CBS accused of ‘blatant’ bias against white male ‘SEAL Team’ writer amid diversity rules: suit
NY Post
CBS and parent Paramount Global are being accused of “blatant” discrimination against a white, heterosexual male freelance writer as it imposed stringent diversity rules for writers on its “SEAL Team” series, according to a federal lawsuit.
Brian Beneker, a script coordinator and freelance scriptwriter for CBS’ “SEAL Team,” was unlawfully denied a staff writer position due to his race, sex and sexual orientation, according to the complaint, filed Thursday in US District Court of Central California.
Beneker, who became the script coordinator in 2017 on the pilot episode of “SEAL Team,” a drama about the pressure on a group of Navy SEALs, soon was offered to write an episode script as a freelancer for the show’s second season.
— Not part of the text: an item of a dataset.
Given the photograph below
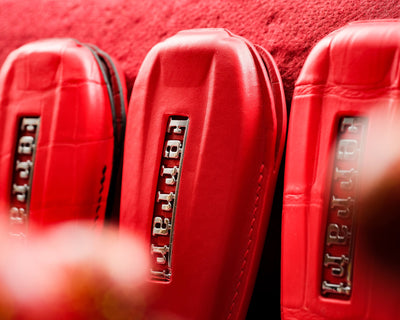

To continue as a scriptwriter, Beneker was told, he had to quit his job as a coordinator, the suit said, noting that he was replaced by “a woman without any experience as a script coordinator” who “struggled to do the job” and “quit approximately two weeks into training.”
Beneker’s lawyers from America First Legal Foundation and JW Howard Attorneys cited a widely reported mandate from CBS chief executive George Cheeks to “set a goal that all writers’ rooms on the network’s primetime series be staffed 40% [with] BIPOC [black, indigenous and people of color] in the 2021-2022 season.”
CBS raised the requirement to 50% BIPOC writers in the 2022-2023 season of TV, and a requirement of 50% of cast members on their reality shows to be BIPOC, court papers said, noting that the hiring policies are shared across Paramount Global.